Concepts & Terminology Working Group (Proposed)

Mission and Scope

The mission of the C&T WG is to address the needs of ToIP stakeholders for conceptual models and terminology that will maximize the understandability, interoperability, usability of the ToIP stack and digital trust infrastructure, applications, and ecosystems built on top of the ToIP stack.

Conveners (add your name if you are interested to become one of the convenors)

<we need a convenor-lead name here>
Oskar van Deventer
Rieks Joosten

Interested Members (add your name if you may be interested in joining this proposed WG)

Drummond Reed
Daniel Hardman
Scott Perry
Shashishekhar S
Philippe Page
Paul Knowles
Taylor Kendal
Scott Whitmire
Arjun Govind
Vinod Panicker
sankarshan
Steven Milstein

Description

Context

Unlike most Linux Foundation projects, the primary focus of the ToIP Foundation is not just on technology (e.g. cryptography, DIDs and other identifiers, communication protocols, verifiable credentials, etc.). Instead, our focus is just as much on governance, including the business, legal and social aspects. It is a complex and daunting mission to "construct, maintain and improve a global, pervasive, scalable and interoperable infrastructure for the (international) exchange of verified and certified data". This is an engineering task that must not only provide the technology, but also actual business value and capabilities for complying with different legal contexts and societies. The main difficulty ToIP seeks to overcome is the integration between all of these domains.

C&T WG Mission

A well-known impediment for this integration is "language confusion". Many stories about this exist in various cultures. A more contemporary acknowledgement of this is the architecture of the EU parliament building in Strasbourg, which resembles the Tower of Babel (according to Pieter Brueghel's famous painting).

The mission of the proposed C&T WG is to identify and address the issues that relate to ways of thinking (mental/conceptual models) and terminology that may be an impediment for the overall mission of the ToIP Foundation.

C&T WG Purpose

In a similar way that the ToIP stack must be fit for purpose, the deliverables of this WG must also be fit for purpose. This means the WG needs to understand what stakeholders need to do with the mental/conceptual models and terminology this WG will govern.

Specifically, the WG shall create and maintain a list of stakeholders, their objectives, the issues they face regarding concepts/conceptual models and terminology, and the products or services they might use for resolving such issues. Understanding these end products or services will provide the requirements that the deliverables of this WG must satisfy. It will help us decide what tasks to undertake, guide us with tool selection, etc.

This is especially important because we envisage stakeholders will come from very different domains—technical, business, legal, policy, marketing—each of which has different needs. We will need to reconcile the needs of these different groups into a minimum number of artifacts to be produced and maintained.

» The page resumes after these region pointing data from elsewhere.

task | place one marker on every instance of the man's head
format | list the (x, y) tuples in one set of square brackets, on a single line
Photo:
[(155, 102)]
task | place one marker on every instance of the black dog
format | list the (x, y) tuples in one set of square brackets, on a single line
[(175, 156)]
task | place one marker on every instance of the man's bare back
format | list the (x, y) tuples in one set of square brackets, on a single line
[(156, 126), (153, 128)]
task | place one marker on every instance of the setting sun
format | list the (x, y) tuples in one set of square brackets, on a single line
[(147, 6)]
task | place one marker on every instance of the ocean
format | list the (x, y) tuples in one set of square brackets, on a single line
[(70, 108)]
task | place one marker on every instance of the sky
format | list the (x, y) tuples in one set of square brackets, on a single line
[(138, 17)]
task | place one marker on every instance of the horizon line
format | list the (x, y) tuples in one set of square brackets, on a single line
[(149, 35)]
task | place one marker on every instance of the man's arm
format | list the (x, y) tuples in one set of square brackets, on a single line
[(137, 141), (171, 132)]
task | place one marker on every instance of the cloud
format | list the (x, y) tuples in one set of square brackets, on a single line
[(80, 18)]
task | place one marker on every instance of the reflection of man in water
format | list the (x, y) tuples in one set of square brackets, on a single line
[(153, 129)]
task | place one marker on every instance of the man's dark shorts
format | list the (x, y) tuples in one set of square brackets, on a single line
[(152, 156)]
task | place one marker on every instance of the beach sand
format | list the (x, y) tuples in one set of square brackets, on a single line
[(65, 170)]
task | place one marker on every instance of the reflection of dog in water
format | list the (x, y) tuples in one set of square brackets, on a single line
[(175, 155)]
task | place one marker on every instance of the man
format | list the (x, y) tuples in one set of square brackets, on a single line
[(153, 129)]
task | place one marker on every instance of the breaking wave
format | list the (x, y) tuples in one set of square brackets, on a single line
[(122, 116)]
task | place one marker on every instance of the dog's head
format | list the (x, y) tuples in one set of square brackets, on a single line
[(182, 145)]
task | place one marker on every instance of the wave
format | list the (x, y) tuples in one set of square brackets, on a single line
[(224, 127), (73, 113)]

Concepts, Terminology and Scopes

The most basic purpose for having conceptual models (i.e. sets of carefully defined concepts, relations between concepts and constraints that should be satisfied) and terminology (formal labels for such concepts) is to help someone that interprets a term (interpreter) that is uttered by someone else (speaker), to accurately apprehend its intended meaning. This is particularly important in settings where groups of such individuals work together for a specific set of purposes, or to realize common objectives (we will use the term 'scope' to refer to such groups). For these groups to work efficiently and effectively, the ideas they work on together with must be aligned. This is particularly valuable in (software) engineering, where 'interpretation errors' (mis-apprehensions) that go undetected may lead to buggy software and costly repairs.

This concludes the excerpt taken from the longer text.